لَمَسْجِدٌ أُسِّسَ عَلَى التَّقْوَىٰ مِنْ أَوَّلِ يَوْمٍ أَحَقُّ أَنْ تَقُومَ فِيه َ

“Sesungguhnya masjid yang didirikan atas dasar takwa (masjid Quba), semenjak hari pertama ialah lebih patut kau sholat di dalamnya.” (QS. At-Taubah: 108)

Sudah suatu hal yang maklum; maksud hari pertama (dalam ayat ini) bukan berarti tak menunjuk pada hari tertentu. Nampak terperinci ia dinisbatkan pada sesuatu yang tidak tersebut dalam ayat. Yaitu hari pertama kemuliaan islam. Hari pertama Nabi shallallahu’alaihiwasallam mampu menyembah Rabnya dengan rasa aman. Hari pertama dibangunnya masjid (red. masjid pertama dalam peradaban Islam, yaitu masjid Quba). Karena alasan inilah, para teman sepakat untuk menyebabkan hari tersebut sebagai patokan penanggalan.

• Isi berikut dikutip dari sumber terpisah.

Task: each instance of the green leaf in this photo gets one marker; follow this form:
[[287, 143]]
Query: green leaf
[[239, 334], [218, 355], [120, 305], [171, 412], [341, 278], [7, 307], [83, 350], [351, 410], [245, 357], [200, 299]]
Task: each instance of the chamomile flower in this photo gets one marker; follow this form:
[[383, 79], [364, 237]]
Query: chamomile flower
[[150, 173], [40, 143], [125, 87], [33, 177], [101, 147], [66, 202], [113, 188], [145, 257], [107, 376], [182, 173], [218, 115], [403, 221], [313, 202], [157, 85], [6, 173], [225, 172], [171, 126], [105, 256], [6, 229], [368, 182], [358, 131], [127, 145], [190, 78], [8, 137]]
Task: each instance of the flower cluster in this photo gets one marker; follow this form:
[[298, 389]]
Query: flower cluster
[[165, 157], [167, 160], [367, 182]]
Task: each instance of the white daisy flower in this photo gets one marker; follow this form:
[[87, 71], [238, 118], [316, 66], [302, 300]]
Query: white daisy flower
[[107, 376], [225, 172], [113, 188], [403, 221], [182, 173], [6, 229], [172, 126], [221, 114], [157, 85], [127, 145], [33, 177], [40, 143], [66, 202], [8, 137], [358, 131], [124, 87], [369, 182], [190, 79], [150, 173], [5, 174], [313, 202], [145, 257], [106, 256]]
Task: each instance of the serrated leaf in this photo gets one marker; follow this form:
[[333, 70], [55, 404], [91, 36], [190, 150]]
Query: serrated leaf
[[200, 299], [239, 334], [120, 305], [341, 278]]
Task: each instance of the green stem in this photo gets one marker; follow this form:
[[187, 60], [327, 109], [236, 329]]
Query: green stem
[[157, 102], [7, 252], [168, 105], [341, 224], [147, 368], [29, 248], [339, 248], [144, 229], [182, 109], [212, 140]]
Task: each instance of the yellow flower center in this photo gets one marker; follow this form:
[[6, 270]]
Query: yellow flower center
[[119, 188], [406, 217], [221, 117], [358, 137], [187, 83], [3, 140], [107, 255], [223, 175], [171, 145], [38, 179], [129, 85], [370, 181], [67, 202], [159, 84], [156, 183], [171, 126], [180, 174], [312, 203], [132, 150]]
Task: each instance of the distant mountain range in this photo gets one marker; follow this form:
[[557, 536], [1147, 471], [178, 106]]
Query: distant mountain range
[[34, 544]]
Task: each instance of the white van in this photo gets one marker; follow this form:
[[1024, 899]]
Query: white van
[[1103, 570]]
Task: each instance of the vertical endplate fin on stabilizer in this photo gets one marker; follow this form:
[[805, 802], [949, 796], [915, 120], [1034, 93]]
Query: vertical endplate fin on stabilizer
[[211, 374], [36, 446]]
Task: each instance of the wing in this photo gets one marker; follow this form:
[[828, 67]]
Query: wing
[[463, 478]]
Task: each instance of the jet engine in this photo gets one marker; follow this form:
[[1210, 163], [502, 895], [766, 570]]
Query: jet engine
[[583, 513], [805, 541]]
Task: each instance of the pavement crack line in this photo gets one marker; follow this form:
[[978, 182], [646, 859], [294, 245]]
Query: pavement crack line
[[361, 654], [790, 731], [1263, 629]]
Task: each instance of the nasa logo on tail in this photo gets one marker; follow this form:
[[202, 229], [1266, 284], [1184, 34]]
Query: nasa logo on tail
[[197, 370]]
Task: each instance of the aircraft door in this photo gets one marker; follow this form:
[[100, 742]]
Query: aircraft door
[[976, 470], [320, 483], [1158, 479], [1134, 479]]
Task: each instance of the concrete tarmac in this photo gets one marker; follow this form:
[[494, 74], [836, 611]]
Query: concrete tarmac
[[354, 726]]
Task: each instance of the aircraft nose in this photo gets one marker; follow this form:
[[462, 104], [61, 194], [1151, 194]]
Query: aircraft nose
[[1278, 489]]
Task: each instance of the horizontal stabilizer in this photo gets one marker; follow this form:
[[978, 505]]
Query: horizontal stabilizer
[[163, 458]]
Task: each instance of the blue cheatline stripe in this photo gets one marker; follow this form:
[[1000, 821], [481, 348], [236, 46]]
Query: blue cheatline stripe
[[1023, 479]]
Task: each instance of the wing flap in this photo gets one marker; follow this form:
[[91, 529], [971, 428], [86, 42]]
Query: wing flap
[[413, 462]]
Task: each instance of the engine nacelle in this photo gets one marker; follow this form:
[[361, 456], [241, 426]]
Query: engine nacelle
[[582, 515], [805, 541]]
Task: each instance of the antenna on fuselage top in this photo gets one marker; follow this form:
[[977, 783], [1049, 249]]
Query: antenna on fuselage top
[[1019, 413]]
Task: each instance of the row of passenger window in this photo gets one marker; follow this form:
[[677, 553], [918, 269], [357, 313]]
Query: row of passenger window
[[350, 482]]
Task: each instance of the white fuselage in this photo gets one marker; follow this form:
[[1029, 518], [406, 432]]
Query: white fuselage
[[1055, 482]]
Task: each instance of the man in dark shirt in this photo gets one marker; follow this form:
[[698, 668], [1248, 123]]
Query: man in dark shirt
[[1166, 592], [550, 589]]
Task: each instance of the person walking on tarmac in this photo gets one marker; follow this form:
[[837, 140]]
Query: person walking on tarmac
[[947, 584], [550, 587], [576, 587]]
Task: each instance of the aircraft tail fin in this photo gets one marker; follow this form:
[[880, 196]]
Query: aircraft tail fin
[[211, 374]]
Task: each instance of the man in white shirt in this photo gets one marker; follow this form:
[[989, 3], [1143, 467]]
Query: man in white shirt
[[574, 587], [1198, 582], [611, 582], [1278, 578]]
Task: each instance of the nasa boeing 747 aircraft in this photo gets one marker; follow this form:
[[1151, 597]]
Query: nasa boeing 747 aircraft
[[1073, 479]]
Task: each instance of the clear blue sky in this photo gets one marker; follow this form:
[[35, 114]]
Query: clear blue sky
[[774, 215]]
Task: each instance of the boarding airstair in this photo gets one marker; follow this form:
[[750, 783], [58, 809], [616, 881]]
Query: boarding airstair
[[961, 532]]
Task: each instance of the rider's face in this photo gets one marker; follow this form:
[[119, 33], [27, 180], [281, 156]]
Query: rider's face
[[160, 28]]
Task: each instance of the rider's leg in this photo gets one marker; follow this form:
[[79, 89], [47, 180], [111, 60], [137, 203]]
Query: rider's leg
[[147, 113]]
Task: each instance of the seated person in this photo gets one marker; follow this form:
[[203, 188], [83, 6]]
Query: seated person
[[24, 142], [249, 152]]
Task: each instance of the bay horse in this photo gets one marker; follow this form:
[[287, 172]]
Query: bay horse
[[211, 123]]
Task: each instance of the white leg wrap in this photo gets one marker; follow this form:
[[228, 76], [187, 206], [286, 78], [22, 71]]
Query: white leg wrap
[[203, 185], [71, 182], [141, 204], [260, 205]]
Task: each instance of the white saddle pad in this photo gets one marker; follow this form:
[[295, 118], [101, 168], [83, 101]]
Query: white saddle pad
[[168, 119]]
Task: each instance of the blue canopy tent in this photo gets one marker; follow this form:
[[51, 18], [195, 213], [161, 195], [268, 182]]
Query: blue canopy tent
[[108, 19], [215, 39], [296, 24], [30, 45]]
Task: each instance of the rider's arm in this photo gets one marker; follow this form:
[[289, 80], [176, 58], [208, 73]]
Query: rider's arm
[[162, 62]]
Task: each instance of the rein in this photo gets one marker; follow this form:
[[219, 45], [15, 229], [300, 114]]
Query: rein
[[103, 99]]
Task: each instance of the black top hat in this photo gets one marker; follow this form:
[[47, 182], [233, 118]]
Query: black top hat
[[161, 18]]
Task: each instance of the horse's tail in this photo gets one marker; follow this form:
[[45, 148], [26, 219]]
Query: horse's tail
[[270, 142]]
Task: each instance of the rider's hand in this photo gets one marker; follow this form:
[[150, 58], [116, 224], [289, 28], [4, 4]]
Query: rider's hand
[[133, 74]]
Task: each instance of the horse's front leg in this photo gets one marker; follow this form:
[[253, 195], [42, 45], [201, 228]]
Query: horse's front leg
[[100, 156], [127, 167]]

Dari keputusan para teman tersebut, kita mampu memahami, maksud “sejak hari pertama” (dalam ayat) adalah, hari pertama dimulainya penanggalan umat Islam. Demikian kata beliau. Dan telah diketahui bahwa makna firman Tuhan ta’ala: min awwali yaumin (sejak hari pertama) adalah, hari pertama masuknya Nabi shallallahu’alaihiwasallam dan para sahabatnya ke kota Madinah.
. Allahua’lam. ” (Fathul Bari, 7/335)

Sebenarnya ada opsi-opsi lain mengenai pola tahun, yaitu tahun kelahiran atau wafatnya Nabi shallallahu’alaihiwasallam. Namun mengapa dua opsi ini tidak dipilih? Ibnu Hajar rahimahullah menjelaskan alasannya,”

لأن المولد والمبعث لا يخلو واحد منهما من النزاع في تعيين السنة ، وأما وقت الوفاة فأعرضوا عنه لما توقع بذكره من الأسف عليه ، فانحصر في الهجرة ، .

“Karena tahun kelahiran dan tahun diutusnya dia menjadi Nabi, belum diketahui secara pasti. Adapun tahun wafat beliau, para teman tidak memilihnya sebab akan menyebabkan kesedihan manakala teringat tahun itu. Oleh sebab itu ditetapkan peristiwa hijrah sebagai pola tahun.” (Fathul Bari, 7/335)

Alasan lain mengapa tidak menyebabkan tahun kelahiran Nabi shallallahu’alaihiwasallam sebagai acuan; sebab dalam hal tersebut terdapat unsur mirip kalender Nashrani. Yang mana mereka menyebabkan tahun kelahiran Nabi Isa sebagai acuan.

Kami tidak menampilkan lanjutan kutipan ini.